Enfin, les participant·es ont échangé sur les autres outils qu’ils·elles utilisent afin de limiter les impacts négatifs de leurs opérations sur les droits humains. Dans certains secteurs, les entreprises ont recours à la mise en place de coalitions pour promouvoir des pratiques plus durables en cas de problèmes systémiques identifiés. C’est en misant sur la collaboration avec les parties prenantes, et parfois même les concurrents, que ces entreprises espèrent avoir un impact positif significatif dans leur secteur.

Il est parfois aussi nécessaire pour les entreprises de mettre en place des avertissements ou des outils de dissuasion, pour encourager la mise en place de bonnes pratiques. Certaines entreprises utilisent par exemple les pénalités financières – associées à des indicateurs de performances établis dans les contrats – pour garantir la conformité de leurs fournisseurs. Certaines entreprises utilisent également des pénalités liées à la relation d’affaires : baisse des volumes, remise en question d’un contrat emblématique, ou non-invitation à un appel d’offres. Enfin, les entreprises peuvent encourager une forme de compétition saine entre les entités en classant le niveau de performance droits humains de chacune : la communication de ce classement aux entités peut encourager les entités à mettre en place leurs plans d’actions respectifs plus rapidement.  

Le point de vue de GoodCorporation

Avec l’adoption imminente de la directive européenne sur le devoir de vigilance des entreprises en matière de durabilité (« CS3D ») et l’application de la directive européenne sur le reporting extra-financier (« CSRD »), les entreprises devront renforcer leur démarche de vigilance et/ou remplir de nouvelles obligations pour celles qui n’étaient jusqu’ici pas concernées.

La cartographie des risques droits humains dans la chaîne de valeur est une étape majeure du devoir de vigilance. La méthodologie et l’étendue des travaux dépendront du business model de l’entreprise et de sa maturité sur le sujet. GoodCorporation est convaincu qu’il n’existe pas de modèle unique de cartographie des risques.
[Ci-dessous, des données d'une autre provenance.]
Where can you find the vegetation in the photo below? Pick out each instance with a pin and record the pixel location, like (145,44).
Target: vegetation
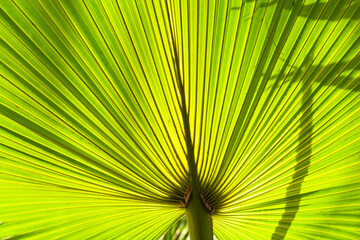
(120,117)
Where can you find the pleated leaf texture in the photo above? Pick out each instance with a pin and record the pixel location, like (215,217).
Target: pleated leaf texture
(94,94)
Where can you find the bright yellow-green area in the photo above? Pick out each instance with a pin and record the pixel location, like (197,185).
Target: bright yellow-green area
(92,143)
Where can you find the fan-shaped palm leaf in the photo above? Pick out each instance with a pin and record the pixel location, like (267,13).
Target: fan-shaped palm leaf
(117,117)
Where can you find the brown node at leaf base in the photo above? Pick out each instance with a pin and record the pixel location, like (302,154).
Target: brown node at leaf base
(207,205)
(187,196)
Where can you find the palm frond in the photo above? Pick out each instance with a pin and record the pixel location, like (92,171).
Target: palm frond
(94,94)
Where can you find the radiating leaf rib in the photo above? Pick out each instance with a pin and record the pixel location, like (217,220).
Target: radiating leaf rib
(94,102)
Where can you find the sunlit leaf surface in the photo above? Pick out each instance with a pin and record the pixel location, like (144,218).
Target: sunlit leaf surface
(92,143)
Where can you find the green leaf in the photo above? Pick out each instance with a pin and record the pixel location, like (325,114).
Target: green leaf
(103,103)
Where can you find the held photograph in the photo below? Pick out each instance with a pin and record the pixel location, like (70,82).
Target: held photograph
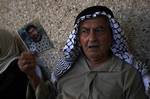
(35,37)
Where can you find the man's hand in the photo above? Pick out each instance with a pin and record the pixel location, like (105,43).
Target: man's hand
(27,64)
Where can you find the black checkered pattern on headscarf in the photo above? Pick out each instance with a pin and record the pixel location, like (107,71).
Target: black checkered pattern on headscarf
(119,47)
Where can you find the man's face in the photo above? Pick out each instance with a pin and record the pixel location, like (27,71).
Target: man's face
(33,34)
(95,37)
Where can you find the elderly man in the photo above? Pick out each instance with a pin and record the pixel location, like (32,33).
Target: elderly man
(95,64)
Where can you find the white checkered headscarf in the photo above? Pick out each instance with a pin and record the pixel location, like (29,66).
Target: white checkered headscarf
(119,46)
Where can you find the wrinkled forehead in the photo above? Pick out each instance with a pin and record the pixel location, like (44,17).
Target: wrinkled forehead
(99,20)
(93,11)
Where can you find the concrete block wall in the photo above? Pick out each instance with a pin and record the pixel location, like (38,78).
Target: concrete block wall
(57,18)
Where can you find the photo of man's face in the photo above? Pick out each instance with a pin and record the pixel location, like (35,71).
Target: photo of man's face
(33,33)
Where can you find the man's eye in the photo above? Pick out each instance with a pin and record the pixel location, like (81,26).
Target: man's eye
(83,31)
(98,30)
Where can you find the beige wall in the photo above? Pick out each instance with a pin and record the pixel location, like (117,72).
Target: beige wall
(57,17)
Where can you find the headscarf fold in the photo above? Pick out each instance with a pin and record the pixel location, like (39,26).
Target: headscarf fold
(119,46)
(10,48)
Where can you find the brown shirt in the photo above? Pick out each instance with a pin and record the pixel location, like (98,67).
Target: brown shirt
(111,80)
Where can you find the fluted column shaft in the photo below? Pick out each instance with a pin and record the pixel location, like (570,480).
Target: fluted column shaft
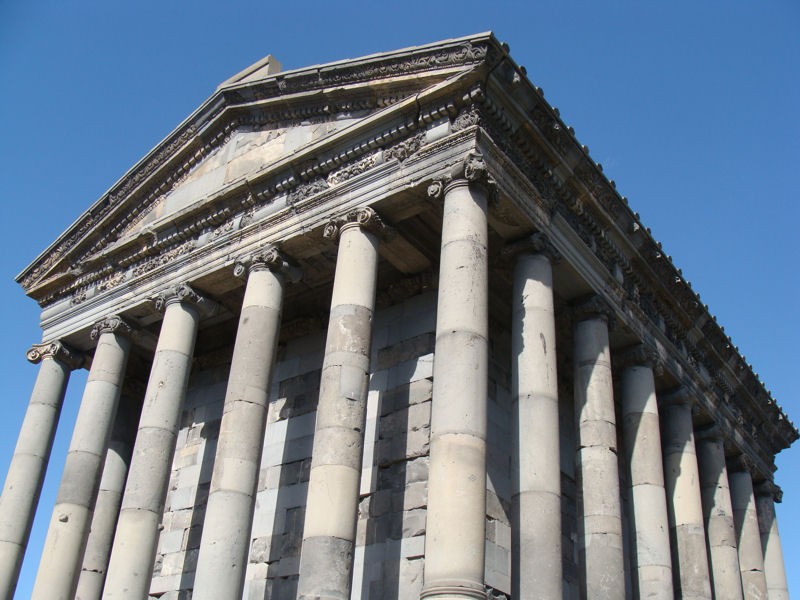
(650,523)
(29,462)
(133,553)
(723,556)
(326,559)
(600,521)
(536,473)
(229,515)
(62,556)
(104,522)
(455,530)
(684,505)
(751,557)
(774,567)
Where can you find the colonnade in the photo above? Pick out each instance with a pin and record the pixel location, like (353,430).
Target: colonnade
(698,524)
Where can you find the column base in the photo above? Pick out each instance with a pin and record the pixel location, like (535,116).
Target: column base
(454,590)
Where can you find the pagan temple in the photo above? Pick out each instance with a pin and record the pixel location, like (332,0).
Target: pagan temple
(382,329)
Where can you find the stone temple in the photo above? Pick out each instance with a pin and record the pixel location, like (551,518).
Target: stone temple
(381,328)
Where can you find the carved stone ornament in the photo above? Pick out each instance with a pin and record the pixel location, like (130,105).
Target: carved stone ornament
(466,119)
(538,243)
(182,293)
(111,324)
(57,351)
(364,217)
(472,168)
(269,257)
(769,488)
(592,307)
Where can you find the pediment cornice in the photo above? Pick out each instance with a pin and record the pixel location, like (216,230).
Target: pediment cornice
(372,83)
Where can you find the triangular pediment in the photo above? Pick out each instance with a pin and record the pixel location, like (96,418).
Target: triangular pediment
(243,155)
(256,120)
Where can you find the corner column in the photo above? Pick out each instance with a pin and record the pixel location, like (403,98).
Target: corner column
(326,558)
(131,565)
(456,517)
(536,569)
(723,556)
(642,437)
(62,556)
(751,557)
(600,522)
(104,521)
(684,505)
(774,568)
(29,462)
(225,541)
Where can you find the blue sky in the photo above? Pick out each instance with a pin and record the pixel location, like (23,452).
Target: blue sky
(690,106)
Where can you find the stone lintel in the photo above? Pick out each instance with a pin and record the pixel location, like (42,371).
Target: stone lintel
(537,243)
(593,307)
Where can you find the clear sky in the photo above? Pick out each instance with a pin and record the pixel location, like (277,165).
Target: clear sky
(692,107)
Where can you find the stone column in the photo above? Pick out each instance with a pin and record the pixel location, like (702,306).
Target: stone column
(642,438)
(723,556)
(600,522)
(456,529)
(131,565)
(225,543)
(104,521)
(774,568)
(69,525)
(745,519)
(535,460)
(326,558)
(29,462)
(684,505)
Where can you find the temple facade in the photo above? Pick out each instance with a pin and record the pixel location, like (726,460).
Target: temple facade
(382,329)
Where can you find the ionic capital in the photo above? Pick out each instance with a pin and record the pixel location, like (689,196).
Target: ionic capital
(184,294)
(363,217)
(111,324)
(471,170)
(593,307)
(57,351)
(268,257)
(638,356)
(538,243)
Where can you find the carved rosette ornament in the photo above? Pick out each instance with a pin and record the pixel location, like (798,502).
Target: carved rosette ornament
(363,217)
(592,307)
(471,169)
(57,351)
(538,243)
(111,324)
(269,257)
(183,293)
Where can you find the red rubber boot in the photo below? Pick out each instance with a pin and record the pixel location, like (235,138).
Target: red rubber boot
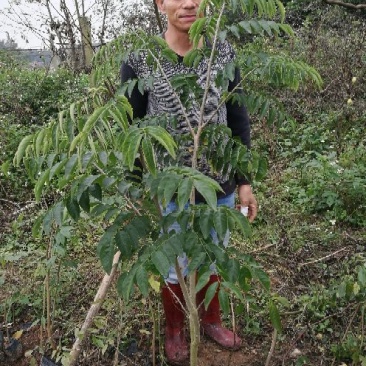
(176,346)
(211,320)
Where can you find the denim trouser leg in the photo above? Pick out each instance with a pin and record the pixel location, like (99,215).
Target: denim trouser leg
(229,201)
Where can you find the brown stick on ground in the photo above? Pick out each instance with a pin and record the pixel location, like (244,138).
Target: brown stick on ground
(93,311)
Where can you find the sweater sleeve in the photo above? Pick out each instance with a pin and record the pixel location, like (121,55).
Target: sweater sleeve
(238,119)
(137,100)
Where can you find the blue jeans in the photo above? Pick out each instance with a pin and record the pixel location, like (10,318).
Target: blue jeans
(228,201)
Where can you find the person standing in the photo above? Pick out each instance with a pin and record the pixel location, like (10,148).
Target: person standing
(159,99)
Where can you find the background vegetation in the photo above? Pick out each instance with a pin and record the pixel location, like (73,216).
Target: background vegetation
(309,236)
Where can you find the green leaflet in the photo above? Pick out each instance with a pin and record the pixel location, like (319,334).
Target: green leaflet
(149,155)
(131,145)
(275,316)
(161,262)
(207,188)
(184,192)
(142,281)
(125,283)
(22,148)
(220,221)
(73,207)
(205,222)
(196,261)
(163,137)
(224,301)
(202,281)
(41,182)
(242,223)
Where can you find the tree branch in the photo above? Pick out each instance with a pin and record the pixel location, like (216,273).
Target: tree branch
(345,5)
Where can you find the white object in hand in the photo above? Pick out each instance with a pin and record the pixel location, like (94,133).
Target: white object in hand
(244,210)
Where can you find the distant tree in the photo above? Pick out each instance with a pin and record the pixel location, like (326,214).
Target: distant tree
(74,31)
(8,44)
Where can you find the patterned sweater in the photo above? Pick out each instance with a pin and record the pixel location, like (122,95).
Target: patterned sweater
(158,99)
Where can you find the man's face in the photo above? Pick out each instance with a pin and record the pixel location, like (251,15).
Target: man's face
(180,13)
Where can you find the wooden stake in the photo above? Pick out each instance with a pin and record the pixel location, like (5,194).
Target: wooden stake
(93,311)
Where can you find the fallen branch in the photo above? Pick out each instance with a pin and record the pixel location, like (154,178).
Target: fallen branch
(261,248)
(323,258)
(93,311)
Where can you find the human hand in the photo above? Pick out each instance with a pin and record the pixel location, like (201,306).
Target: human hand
(247,199)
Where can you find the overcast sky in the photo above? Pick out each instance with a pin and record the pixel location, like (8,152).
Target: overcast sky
(35,14)
(6,25)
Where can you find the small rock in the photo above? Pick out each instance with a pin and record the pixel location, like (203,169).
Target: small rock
(295,353)
(14,350)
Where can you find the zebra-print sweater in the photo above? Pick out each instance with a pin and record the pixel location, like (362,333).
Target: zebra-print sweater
(158,99)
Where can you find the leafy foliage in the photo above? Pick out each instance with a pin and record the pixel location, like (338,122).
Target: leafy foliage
(89,153)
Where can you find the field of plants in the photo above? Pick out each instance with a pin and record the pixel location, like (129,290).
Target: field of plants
(300,268)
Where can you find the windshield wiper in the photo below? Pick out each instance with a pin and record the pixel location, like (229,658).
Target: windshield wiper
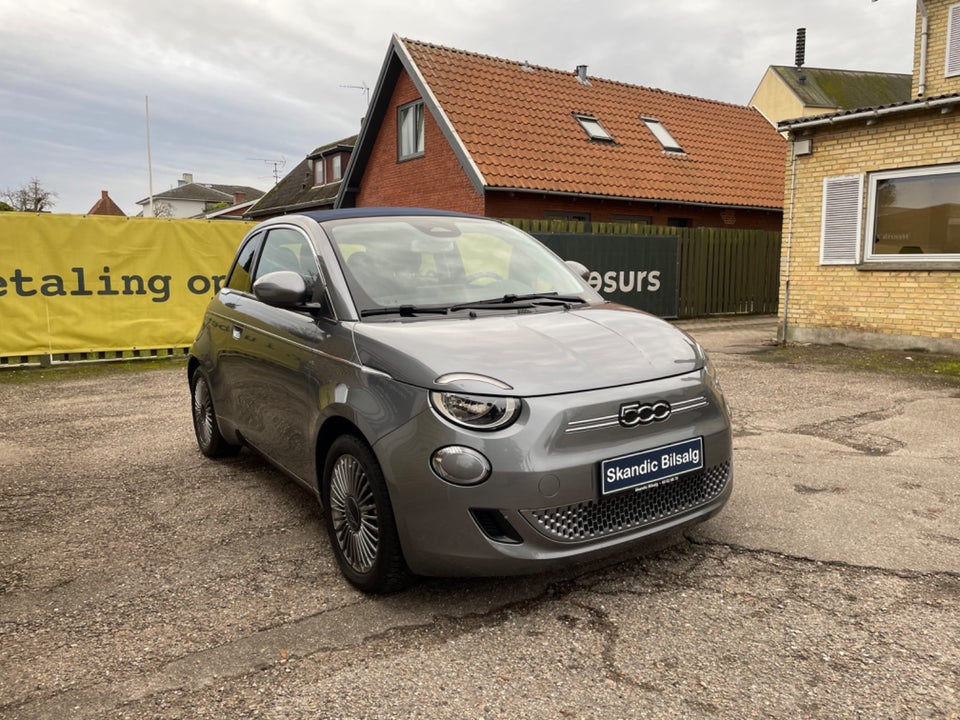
(405,311)
(529,300)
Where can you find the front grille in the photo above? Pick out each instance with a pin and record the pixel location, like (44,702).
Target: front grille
(612,514)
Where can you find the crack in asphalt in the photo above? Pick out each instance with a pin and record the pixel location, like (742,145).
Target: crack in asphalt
(844,430)
(363,624)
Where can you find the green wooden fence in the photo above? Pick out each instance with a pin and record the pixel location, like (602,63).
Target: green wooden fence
(721,271)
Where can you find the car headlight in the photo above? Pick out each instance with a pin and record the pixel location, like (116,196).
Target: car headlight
(477,412)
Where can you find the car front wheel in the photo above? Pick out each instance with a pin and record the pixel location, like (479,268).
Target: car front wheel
(209,439)
(360,520)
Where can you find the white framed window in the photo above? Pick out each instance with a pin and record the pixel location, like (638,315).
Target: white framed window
(913,215)
(593,128)
(952,68)
(410,130)
(662,135)
(840,220)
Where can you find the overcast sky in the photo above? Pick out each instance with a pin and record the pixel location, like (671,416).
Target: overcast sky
(237,88)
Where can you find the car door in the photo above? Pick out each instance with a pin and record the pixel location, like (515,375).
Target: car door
(283,356)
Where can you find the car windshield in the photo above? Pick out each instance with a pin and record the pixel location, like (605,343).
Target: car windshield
(437,264)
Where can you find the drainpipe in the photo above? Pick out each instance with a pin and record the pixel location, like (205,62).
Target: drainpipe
(786,269)
(924,26)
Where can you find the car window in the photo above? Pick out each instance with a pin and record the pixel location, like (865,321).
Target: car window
(288,249)
(240,273)
(430,261)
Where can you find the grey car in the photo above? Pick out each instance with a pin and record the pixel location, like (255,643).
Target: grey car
(459,399)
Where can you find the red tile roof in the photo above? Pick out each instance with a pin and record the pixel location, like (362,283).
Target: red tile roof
(517,123)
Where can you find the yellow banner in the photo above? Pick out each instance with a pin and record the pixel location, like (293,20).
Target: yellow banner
(85,284)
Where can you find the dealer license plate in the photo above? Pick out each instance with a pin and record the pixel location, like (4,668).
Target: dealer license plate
(644,469)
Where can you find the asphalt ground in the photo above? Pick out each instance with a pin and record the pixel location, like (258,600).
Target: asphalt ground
(141,580)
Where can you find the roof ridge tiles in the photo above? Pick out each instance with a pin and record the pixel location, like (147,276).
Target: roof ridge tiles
(593,78)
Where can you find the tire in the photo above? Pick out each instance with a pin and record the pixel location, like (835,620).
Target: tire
(209,439)
(359,518)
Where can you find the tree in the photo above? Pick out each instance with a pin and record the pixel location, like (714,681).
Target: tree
(32,197)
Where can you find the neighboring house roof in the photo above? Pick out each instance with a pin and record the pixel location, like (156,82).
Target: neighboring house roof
(204,192)
(296,190)
(844,89)
(514,127)
(106,206)
(940,103)
(230,212)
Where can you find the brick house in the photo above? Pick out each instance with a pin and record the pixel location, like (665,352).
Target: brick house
(461,131)
(871,244)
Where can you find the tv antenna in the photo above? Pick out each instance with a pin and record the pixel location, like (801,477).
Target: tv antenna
(278,165)
(362,87)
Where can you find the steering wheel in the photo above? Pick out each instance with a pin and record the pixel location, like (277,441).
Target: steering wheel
(473,277)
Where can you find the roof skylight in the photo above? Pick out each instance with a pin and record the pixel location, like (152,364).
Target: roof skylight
(662,134)
(593,128)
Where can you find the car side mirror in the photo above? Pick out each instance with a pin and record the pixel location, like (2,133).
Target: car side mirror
(283,288)
(579,268)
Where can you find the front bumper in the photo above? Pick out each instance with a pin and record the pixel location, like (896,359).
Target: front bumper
(542,505)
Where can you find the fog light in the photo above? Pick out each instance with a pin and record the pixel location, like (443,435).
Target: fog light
(460,465)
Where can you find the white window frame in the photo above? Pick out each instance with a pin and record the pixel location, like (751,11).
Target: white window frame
(410,146)
(840,220)
(319,172)
(952,59)
(871,215)
(592,127)
(662,135)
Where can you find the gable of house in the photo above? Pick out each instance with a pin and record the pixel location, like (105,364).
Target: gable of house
(872,239)
(790,92)
(515,128)
(106,206)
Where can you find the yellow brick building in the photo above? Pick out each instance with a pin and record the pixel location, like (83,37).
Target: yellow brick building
(871,249)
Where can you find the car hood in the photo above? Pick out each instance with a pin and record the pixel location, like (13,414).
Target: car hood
(539,353)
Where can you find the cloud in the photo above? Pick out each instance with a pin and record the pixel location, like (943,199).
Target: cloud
(236,86)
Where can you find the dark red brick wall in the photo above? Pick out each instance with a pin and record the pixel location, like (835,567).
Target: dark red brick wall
(437,180)
(434,180)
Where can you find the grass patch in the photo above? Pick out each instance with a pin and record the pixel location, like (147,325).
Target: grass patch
(915,363)
(79,370)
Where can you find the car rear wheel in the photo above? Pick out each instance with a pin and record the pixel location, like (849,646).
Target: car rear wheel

Il existe en revanche des fondamentaux, en particulier la consultation des parties prenantes internes pertinentes pour obtenir des données reflétant la réalité du terrain et des parties prenantes externes, y compris des organisations de la société civile, pour objectiver l’analyse. Par ailleurs, une cartographie des risques ne doit pas se limiter à un instant T, mais doit être un processus d’amélioration continue. Tous les autres mécanismes tels que les audits, les évaluations d’impacts, le dialogue parties prenantes et les signalements d’alertes contribuent à enrichir cette cartographie, qui doit être régulièrement actualisée. Cet exercice est enfin essentiel pour prioriser les actions d’atténuation des risques mises en place par l’organisation, notamment les évaluations des pratiques au plan opérationnel, afin de passer d’une approche réactive à une approche proactive et structurée de la due diligence en matière des droits humains.